In foals the fracture typically extends through the distal medial physis of the tibia and is under tension by the medial collateral ligaments. The use of a transphyseal bridge composed of cortex screws and a 1.25 mm figure-of-8 wire are appropriate for fixation. A single transphyseal bridge is usually sufficient, but multiple bridges or wires may be applied depending on the size of the horse.
3. Reduction and Fixation
The borders of the medial malleolus are identified with radiographic markers (needles or drill bits). Based on the location of the markers, a stab incision is made in the distal fragment.
Placement of the first screw
A 4.5 mm cortex screw through a washer is placed in a distoproximal direction across the fracture site into the parent tibia using lag technique. Care is taken to avoid penetrating the axial border of the medial malleolus and entering the tarsocrural joint. The screw is not completely tightened. No countersink is required.

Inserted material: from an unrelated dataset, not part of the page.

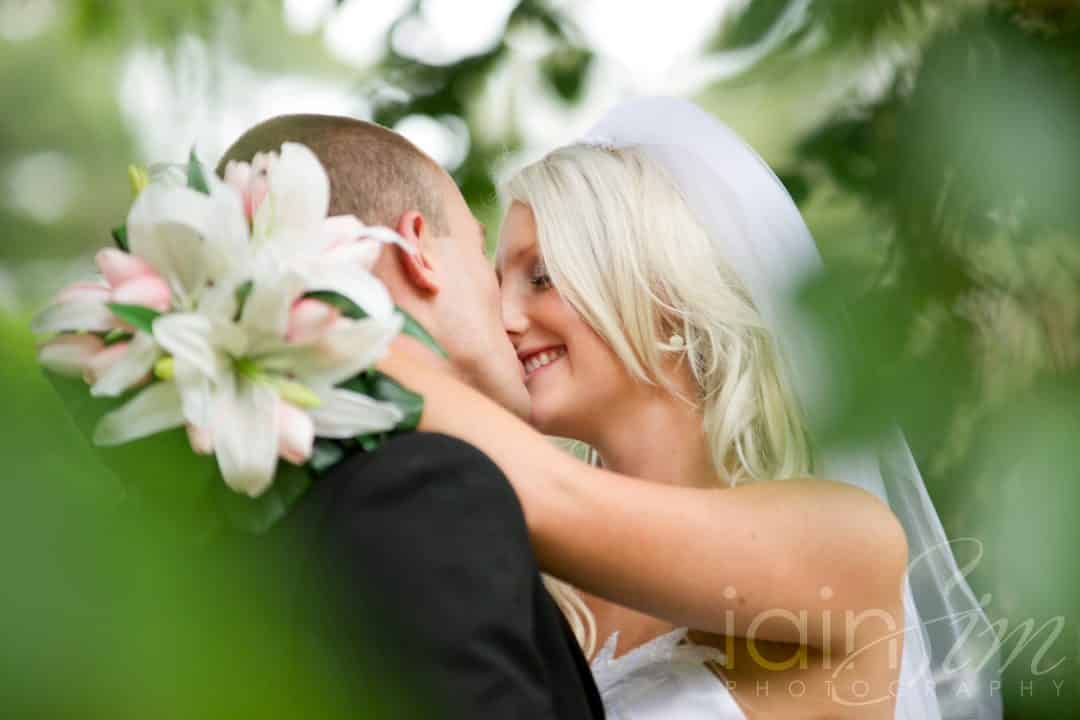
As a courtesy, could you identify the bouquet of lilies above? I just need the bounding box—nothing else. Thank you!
[32,142,431,533]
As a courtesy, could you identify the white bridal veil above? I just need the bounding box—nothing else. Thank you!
[582,97,1001,720]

A second 4.5 mm screw is placed across the medial cortex of the distal tibial metaphysis approximately 70 mm proximal to the distal screw, through a separate stab incision. The screw is not completely tightened. A 20 cm length of 1.25 mm cerclage wire is cut and bent into a figure-of-8 pattern. The wire is passed subcutaneously through the stab incisions using a hemostat and placed around the screw heads. The free ends of the wire should exit the proximal stab incision. The wire ends are tightened, twisted, cut and pressed against the medial tibia. Both screws are subsequently tightened. The stab incisions are closed with one or two single interrupted sutures.
Care should be taken during recovery to prevent disruption of the repair. Use of a splint (arrow) or cast-bandage is recommended to protect the tarsus during recovery. These devices can be removed immediately postoperatively and a bandage can be applied. The horse is confined in a stall for 12 weeks with hand walking in weeks 9-12 followed by pasture turn-out for 4 weeks. Younger animals may require less time of confinement. Radiographic evaluation is recommended at 8-16 weeks. Implant removal is not required, except in growing animals. Implant removal will improve the cosmetic appearance.